On the FTSE 250, Atalaya Mining was at the bottom, down 7.8% following its annual results.
IG Group topped the mid-cap index, up 7.3%, after saying current 2026 trading is in line with expectations and forecasting 2026 Ebitda in line with consensus of GBP538.1 million. IG recommended a 28.12 pence final dividend and total dividend for the seven months to December 31. For 2025, pretax profit rose 15% to GBP563.7 million from GBP490.2 million, while revenue increased 7% to GBP1.12 billion from GBP1.05 billion.
Insurance and reinsurance market Lloyd's of London reported higher annual profit and premium growth in 2025, supported by strong investment returns, and unveiled a new five-year strategy focused on underwriting discipline and efficiency.

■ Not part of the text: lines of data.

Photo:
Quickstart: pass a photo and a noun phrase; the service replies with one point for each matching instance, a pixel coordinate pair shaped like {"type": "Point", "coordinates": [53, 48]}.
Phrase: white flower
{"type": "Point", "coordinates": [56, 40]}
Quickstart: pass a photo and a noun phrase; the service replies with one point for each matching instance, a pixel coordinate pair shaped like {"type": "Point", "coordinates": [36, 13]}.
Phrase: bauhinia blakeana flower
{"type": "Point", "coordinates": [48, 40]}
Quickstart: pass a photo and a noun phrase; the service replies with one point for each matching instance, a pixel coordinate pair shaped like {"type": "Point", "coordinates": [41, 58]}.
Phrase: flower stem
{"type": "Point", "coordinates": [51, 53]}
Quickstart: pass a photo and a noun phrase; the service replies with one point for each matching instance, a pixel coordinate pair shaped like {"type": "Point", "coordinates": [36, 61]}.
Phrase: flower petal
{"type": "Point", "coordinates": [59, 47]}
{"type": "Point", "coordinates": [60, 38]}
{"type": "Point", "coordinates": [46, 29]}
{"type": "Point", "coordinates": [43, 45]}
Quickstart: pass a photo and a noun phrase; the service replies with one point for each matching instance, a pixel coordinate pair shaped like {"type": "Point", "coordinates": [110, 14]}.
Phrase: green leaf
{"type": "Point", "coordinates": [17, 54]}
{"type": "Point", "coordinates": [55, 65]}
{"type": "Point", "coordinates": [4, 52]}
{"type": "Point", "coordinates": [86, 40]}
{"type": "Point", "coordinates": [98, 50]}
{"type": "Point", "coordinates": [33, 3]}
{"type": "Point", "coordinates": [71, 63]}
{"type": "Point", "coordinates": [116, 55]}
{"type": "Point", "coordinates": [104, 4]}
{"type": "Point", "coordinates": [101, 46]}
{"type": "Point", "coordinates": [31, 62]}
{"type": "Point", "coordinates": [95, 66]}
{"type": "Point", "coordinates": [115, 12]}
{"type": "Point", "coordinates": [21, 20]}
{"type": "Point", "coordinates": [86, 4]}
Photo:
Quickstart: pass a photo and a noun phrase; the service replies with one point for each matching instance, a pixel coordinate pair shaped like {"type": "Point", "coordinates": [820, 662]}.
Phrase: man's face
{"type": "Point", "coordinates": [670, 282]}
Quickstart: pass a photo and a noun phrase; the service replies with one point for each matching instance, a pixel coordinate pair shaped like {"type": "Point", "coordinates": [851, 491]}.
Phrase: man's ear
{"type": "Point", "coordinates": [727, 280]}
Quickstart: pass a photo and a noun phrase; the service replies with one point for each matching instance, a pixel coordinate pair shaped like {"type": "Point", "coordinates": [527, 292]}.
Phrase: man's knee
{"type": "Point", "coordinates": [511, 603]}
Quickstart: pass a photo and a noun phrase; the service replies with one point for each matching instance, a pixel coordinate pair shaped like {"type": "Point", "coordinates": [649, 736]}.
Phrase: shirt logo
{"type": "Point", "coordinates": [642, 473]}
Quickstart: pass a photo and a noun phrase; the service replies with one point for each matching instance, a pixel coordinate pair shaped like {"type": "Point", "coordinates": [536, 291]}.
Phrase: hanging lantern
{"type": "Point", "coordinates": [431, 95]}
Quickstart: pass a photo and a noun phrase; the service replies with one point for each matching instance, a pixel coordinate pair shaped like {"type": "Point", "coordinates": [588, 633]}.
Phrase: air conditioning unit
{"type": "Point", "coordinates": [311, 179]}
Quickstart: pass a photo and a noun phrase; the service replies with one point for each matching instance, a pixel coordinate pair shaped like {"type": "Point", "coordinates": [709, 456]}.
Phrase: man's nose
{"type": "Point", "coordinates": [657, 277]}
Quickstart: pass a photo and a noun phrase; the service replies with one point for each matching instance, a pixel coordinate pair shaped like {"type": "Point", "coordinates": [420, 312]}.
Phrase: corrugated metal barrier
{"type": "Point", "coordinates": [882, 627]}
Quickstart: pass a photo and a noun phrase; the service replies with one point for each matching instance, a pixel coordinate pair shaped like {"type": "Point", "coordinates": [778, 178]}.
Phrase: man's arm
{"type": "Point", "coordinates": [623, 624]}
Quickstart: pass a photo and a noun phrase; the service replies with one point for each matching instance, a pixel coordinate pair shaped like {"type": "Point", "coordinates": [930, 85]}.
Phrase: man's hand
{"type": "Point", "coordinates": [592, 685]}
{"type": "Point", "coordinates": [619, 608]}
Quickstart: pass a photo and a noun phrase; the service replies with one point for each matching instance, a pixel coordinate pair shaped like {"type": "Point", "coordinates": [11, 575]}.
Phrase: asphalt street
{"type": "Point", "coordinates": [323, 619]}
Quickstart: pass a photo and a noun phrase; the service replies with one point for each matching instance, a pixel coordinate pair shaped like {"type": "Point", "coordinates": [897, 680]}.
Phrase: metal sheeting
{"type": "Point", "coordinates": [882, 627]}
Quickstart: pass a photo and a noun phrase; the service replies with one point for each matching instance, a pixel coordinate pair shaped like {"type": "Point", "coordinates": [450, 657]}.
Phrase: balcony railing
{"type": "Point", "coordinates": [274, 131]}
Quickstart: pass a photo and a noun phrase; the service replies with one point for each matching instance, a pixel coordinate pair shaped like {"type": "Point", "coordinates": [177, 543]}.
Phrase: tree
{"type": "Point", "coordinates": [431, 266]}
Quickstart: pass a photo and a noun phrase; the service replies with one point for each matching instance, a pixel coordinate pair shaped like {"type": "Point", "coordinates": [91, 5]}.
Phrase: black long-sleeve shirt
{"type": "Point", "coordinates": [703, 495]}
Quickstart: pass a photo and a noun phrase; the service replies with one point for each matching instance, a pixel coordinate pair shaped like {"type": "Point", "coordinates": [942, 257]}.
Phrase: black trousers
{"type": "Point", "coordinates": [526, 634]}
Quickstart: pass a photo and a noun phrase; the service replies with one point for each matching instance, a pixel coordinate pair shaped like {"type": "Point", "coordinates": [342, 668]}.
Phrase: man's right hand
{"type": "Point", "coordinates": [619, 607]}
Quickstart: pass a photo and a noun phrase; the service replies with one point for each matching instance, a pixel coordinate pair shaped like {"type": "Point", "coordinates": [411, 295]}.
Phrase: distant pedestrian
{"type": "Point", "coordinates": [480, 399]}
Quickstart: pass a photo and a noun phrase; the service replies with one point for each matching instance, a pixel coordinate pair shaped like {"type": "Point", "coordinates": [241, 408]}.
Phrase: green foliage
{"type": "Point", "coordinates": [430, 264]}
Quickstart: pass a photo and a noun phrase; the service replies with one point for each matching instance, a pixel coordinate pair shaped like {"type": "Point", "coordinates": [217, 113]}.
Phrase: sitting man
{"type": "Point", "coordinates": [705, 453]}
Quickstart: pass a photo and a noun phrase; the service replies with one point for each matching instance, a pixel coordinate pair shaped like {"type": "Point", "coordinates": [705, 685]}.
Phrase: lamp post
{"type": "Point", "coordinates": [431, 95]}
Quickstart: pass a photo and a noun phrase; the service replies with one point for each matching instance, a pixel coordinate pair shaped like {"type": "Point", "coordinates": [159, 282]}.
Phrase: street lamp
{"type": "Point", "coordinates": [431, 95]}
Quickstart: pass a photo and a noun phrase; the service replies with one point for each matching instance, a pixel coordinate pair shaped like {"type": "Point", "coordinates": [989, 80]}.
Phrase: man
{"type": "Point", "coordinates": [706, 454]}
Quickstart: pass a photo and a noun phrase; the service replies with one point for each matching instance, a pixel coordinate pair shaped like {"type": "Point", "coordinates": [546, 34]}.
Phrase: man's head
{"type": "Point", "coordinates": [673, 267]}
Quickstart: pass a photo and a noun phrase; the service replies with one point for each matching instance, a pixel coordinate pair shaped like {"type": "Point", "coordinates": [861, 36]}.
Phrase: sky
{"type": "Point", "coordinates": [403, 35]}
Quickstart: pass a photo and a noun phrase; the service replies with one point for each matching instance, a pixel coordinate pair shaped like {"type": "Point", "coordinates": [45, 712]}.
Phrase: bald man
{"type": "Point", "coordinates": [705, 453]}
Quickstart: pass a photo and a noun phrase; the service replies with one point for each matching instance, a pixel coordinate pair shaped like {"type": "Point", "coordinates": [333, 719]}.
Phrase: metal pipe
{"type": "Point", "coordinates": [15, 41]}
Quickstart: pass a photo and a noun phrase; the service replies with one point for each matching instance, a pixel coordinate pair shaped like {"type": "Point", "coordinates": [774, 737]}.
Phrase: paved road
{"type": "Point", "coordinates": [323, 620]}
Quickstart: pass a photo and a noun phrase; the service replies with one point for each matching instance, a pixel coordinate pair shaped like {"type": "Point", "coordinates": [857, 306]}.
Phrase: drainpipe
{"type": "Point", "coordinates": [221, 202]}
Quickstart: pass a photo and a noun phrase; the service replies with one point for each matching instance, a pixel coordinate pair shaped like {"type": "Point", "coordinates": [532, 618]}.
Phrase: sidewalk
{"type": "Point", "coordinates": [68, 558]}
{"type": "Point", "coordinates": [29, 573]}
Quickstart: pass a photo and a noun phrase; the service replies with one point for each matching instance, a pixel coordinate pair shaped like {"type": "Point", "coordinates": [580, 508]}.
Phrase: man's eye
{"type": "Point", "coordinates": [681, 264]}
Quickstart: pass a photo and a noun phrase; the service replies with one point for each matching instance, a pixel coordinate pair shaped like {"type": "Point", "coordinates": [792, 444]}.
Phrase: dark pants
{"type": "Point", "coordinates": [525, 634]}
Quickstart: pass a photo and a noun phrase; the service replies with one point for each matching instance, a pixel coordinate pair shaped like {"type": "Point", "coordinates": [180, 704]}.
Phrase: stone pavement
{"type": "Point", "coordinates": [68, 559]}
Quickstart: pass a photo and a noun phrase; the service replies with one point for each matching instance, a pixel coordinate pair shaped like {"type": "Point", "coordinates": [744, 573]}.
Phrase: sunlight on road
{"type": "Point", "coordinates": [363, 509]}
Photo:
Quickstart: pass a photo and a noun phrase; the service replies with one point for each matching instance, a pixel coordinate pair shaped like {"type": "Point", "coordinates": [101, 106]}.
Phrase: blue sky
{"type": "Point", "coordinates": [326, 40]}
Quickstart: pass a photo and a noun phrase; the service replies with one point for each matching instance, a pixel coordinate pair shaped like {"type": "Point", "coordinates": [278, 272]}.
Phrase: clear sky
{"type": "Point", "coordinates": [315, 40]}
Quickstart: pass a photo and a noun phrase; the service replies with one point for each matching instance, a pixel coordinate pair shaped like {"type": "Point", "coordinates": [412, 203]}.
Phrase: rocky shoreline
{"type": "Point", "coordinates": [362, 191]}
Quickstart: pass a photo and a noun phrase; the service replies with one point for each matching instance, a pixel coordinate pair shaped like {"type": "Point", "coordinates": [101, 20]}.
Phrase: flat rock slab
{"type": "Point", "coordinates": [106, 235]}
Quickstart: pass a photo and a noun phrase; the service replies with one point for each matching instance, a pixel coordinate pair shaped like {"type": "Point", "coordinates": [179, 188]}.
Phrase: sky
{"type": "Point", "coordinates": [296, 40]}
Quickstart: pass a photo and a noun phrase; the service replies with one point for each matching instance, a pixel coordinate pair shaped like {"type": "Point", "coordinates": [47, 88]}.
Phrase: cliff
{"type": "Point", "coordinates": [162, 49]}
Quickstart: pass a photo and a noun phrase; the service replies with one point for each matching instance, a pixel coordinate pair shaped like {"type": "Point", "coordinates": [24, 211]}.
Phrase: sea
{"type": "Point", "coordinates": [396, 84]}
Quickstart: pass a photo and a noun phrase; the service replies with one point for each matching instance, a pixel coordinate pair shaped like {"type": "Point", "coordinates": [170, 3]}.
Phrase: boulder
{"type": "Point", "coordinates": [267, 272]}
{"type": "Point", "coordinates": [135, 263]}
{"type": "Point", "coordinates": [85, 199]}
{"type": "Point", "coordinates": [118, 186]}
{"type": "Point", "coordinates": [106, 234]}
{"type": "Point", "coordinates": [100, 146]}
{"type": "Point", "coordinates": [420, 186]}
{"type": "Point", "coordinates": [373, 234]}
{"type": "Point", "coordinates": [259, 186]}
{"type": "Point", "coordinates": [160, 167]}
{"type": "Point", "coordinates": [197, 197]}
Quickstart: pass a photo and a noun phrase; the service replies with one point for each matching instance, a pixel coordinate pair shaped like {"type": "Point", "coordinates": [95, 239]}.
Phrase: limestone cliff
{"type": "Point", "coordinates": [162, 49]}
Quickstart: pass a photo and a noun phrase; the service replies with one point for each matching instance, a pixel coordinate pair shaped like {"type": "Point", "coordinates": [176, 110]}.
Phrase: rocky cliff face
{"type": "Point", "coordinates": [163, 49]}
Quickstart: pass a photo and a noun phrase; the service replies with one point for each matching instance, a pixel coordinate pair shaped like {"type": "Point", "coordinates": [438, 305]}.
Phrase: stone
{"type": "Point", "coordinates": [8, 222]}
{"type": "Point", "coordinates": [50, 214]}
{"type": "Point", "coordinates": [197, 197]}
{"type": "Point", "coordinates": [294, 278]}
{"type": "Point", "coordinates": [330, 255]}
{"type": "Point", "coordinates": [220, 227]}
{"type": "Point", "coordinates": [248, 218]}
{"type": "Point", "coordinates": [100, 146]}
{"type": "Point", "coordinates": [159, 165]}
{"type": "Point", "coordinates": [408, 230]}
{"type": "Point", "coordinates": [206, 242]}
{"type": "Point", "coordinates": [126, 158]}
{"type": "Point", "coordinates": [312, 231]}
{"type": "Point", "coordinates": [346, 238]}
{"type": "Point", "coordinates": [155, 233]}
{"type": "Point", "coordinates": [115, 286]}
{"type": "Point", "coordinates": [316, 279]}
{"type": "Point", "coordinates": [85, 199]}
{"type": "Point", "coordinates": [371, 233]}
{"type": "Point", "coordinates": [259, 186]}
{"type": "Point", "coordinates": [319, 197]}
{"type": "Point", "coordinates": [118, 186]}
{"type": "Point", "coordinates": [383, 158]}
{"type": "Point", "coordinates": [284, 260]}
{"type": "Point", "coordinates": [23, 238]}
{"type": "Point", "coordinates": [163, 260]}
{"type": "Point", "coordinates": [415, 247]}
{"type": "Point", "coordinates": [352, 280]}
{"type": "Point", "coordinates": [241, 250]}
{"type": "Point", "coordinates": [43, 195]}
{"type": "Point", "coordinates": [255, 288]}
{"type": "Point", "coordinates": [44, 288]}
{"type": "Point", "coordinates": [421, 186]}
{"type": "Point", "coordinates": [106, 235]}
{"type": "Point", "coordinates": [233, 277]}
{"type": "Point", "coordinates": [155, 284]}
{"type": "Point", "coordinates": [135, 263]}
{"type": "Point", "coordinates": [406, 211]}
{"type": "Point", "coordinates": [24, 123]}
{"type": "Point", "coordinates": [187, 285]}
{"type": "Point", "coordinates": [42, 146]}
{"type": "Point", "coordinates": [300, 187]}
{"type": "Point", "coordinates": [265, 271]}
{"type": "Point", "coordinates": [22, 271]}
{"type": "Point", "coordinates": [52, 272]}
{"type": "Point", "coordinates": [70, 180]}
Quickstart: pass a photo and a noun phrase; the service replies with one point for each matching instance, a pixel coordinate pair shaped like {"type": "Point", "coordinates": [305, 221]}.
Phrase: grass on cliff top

Pretax profit rose to GBP10.6 billion from GBP9.6 billion, as gross written premium increased to GBP57.9 billion from GBP55.5 billion. Investment returns climbed to GBP6.0 billion from GBP4.9 billion, offsetting a slight decline in underwriting profit to GBP5.2 billion from GBP5.3 billion. The combined ratio worsened to 87.6% from 86.9%, while the underlying ratio deteriorated to 81.8% from 79.1%, although catastrophe losses were described as relatively modest.
Chief Executive Patrick Tiernan said the results provide a strong foundation for the challenges ahead, noting the market's capital strength amid ongoing uncertainty.
Gold was quoted at USD4,734.58 an ounce early Thursday, lower than USD4,875.60 on Wednesday.
Still to come on Thursday's economic calendar are eurozone construction output, Ireland's trade balance, the UK interest rate decision, US weekly jobless claims, the ECB interest rate decision, and US new home sales and wholesale inventories.